The emphasis should be on storage of water all over the State, as it would also help in recharging groundwater, besides augmenting supplies. It was, perhaps, for the first time the Supreme Court had issued such an order to the State on the issue of shortage of drinking water and the Government responded with alacrity.
Justice G.B.Pattanaik and Justice Brijesh Kumar of the Supreme Court on Monday told the State Government to take whatever steps it could -- either contacting the Maharashtra Government or providing water through water tankers to the villages. The court was acting on a public interest litigation petition preferred by Pachappa, President of the Bheema Neeru Rakshana Raithavarga Samithi, who sought the court's intervention in getting supply of drinking water immediately to the villages on the two banks of the river.
CM to write to Deshmukh
Speaking to presspersons after the meeting, the Minister for Water Resources, H.K.Patil, said the Chief Minister would be writing to his Maharashtra counterpart, Vilasrao Deshmukh, on regulated release of water to the villages from the Ujini Dam.
He noted that the State had moved Maharashtra in that regard in the past and a party delegation from the State, led by the Chief Minister, had visited Mumbai. Mr. Patil said that counsel for the State, Hegde, had informed the Supreme Court about the various measures taken to provide drinking water to the Bheema Basin villages.
The Minister for Rural Development and Panchayat Raj, M.Y.Ghorpade, who explained the position with regard to the 157 habitations, said that 66 of them had piped water supply, 85 had mini water supply projects and the others were dependent on borewells. He noted that the months of April and May were difficult ones all over the State on account of summer despite the various measures taken as far as water supply was concerned.

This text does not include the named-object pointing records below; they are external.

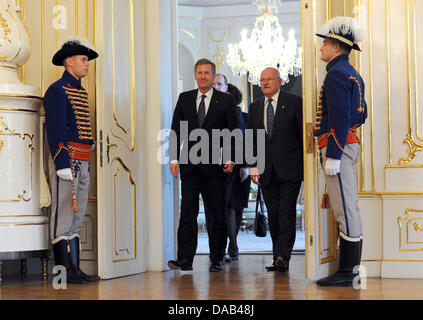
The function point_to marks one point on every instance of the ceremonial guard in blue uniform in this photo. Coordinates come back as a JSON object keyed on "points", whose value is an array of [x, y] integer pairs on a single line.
{"points": [[71, 142], [341, 110]]}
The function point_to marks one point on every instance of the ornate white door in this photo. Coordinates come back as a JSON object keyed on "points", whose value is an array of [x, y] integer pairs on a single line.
{"points": [[121, 94]]}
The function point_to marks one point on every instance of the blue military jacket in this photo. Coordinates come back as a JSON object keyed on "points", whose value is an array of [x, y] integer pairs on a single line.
{"points": [[341, 105], [67, 118]]}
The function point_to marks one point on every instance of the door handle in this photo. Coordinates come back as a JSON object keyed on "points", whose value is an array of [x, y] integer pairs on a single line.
{"points": [[309, 137], [109, 146]]}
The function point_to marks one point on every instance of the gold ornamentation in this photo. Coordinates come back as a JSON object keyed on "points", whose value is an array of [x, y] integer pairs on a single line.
{"points": [[6, 131], [417, 227], [6, 29], [3, 127], [405, 223], [413, 148]]}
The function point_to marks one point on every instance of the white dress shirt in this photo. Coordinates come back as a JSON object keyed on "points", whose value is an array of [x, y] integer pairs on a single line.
{"points": [[207, 99], [274, 104], [254, 171]]}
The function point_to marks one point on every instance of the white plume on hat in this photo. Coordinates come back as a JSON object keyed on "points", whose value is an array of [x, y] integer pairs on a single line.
{"points": [[77, 40], [343, 25]]}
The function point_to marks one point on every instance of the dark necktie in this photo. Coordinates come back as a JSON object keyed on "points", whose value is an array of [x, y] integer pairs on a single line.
{"points": [[270, 117], [202, 111]]}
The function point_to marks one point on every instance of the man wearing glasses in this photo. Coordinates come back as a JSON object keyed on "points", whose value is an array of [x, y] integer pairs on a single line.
{"points": [[280, 114]]}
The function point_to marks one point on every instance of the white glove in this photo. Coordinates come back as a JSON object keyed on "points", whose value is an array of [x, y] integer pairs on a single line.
{"points": [[244, 173], [332, 166], [65, 174]]}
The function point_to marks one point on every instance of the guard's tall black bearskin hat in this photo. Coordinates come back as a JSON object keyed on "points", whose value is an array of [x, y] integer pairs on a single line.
{"points": [[343, 29], [72, 47]]}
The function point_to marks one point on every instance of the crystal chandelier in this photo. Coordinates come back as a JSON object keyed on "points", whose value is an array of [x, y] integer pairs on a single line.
{"points": [[267, 47]]}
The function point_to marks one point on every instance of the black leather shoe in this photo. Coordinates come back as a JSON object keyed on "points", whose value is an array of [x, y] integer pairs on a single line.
{"points": [[234, 259], [281, 264], [339, 279], [273, 267], [181, 264], [215, 266]]}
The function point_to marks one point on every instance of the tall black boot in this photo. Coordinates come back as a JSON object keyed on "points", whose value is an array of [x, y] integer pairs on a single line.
{"points": [[349, 257], [74, 258], [61, 258]]}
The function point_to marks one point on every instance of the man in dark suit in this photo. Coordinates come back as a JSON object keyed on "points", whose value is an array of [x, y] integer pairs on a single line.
{"points": [[206, 109], [280, 114]]}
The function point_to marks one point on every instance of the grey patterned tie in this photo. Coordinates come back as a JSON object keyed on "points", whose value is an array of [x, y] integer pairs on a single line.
{"points": [[270, 117], [202, 111]]}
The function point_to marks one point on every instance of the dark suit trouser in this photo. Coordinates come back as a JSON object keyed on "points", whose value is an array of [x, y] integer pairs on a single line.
{"points": [[212, 191], [280, 197]]}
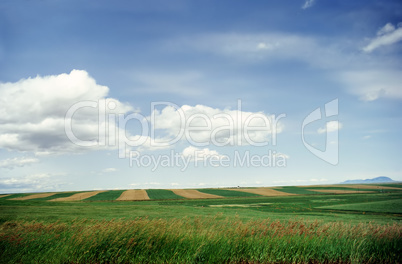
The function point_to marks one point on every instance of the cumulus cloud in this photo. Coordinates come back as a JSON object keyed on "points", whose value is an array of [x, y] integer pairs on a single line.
{"points": [[373, 84], [281, 155], [34, 182], [197, 154], [33, 110], [330, 127], [308, 4], [17, 162], [202, 125], [108, 170], [387, 35]]}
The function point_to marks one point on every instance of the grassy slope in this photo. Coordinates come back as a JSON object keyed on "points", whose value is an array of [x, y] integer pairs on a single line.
{"points": [[57, 195], [295, 190], [160, 194], [281, 208], [106, 196], [390, 206], [282, 229], [228, 193]]}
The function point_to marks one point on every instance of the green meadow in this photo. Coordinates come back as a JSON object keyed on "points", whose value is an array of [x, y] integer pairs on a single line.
{"points": [[303, 228]]}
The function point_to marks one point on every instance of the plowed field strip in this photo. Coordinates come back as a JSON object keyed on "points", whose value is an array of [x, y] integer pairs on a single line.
{"points": [[34, 196], [133, 195], [339, 191], [77, 196], [194, 194], [263, 191]]}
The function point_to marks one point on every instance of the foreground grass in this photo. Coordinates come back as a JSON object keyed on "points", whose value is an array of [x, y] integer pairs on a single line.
{"points": [[199, 240]]}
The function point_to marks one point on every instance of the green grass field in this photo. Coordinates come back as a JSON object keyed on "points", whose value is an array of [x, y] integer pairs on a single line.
{"points": [[106, 196], [314, 228], [160, 194], [295, 190]]}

Mr. Ghorpade said that the State would inform the court that ``everything possible has been done for the villages and whatever remained will be done whatever the cost.''
Mr. Patil noted that the problem arose because there was no flow of water in the Bheema since November last. The court had told the Central Water Commission to assess the situation and come out with a solution. The work on the construction of four barrages across the Bheema was taken up in 1994 and they were nearing completion. They were expected to be ready by August.
Today's meeting decided to build five barrages across the Bheema in Gulbarga District and complete them by August 2003. The work would be entrusted to the Krishna Jala Bhagya Nigam and the State Irrigation Development Corporation. He noted that storage could not be improved without the construction of barrages.
Mr. Patil further said that the meeting directed the Karnataka Urban Water Supply and Drainage Board to build up storage equivalent to three months' requirement in towns and cities.